- Terra co-founder Do Kwon pleaded guilty to two counts of fraud.
- He was originally facing nine counts of fraud and as much as 130 years in prison.
- He has agreed to forfeit more than $19 million.
Terra co-founder Do Kwon pleaded guilty to two counts of fraud on Monday, more than three years after the dramatic collapse of the blockchain and its stablecoin, UST.
He has also agreed to forfeit more than $19 million, according to court documents.
Kwon, 33, had initially pleaded not guilty to nine counts of fraud that carried a maximum penalty of 130 years in prison, and his criminal trial was set to begin in January 2026.
The $40 billion implosion of the Terra blockchain set off a series of billion-dollar failures in 2022 that culminated in the bankruptcy of FTX.
Those failures cratered crypto prices and exposed several industry businesses built on fraud — including Terra, according to US prosecutors.
Kwon was extradited to the US on New Year’s Eve, ending an 18-month tug-of-war between South Korea — his home country — and the US.
Prosecutors in both countries sought Kwon’s extradition from Montenegro, where he was arrested in March 2023 after a six-month manhunt while attempting to board a flight using a fake passport, authorities allege.
Kwon had orchestrated “a massive, highly sophisticated fraud,” prosecutor Jared Lenow told Judge Paul Engelmayer in January.
“He wasn’t just promoting a coin,” Lenow said, but “a utopian system” that included a stablecoin, savings bank, and payment system purportedly controlled by their users.
But the “core systems” did not function as advertised, according to the prosecutor.
“Behind the scenes it didn’t work,” and Kwon had to intervene in an ostensibly self-regulating ecosystem to “create the illusion” it was functional, Lenow said.

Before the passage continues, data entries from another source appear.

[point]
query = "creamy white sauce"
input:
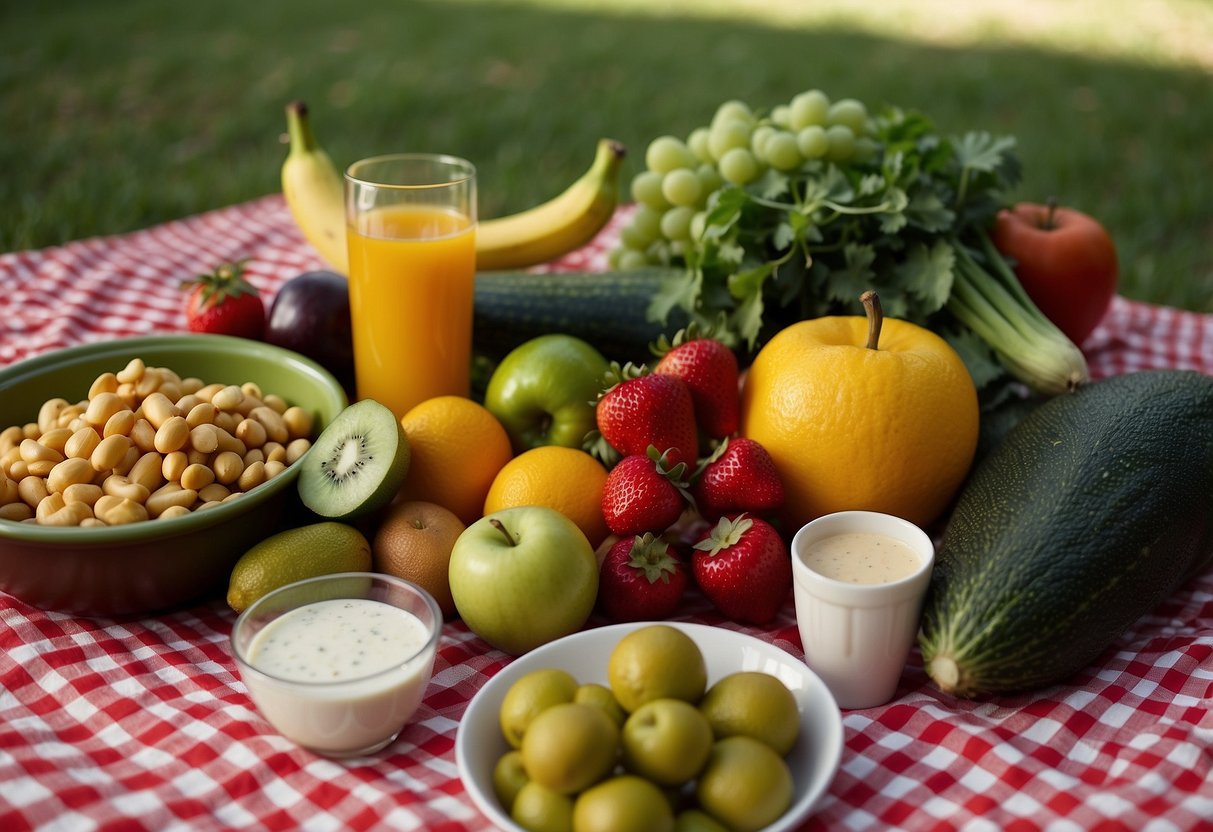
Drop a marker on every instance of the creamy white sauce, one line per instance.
(335, 640)
(861, 558)
(341, 677)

Kwon’s defense attorney, former federal prosecutor Michael Ferrara, said there was a real product there, and disputed the notion that Kwon had set out to defraud investors.
On Monday, however, Kwon said he had defrauded investors by lying about the means he used to maintain UST’s peg to the US dollar, according to reporting from Inner City Press.
Kwon will be sentenced on December 11, and he faces a maximum sentence of 25 years, according to Inner City Press.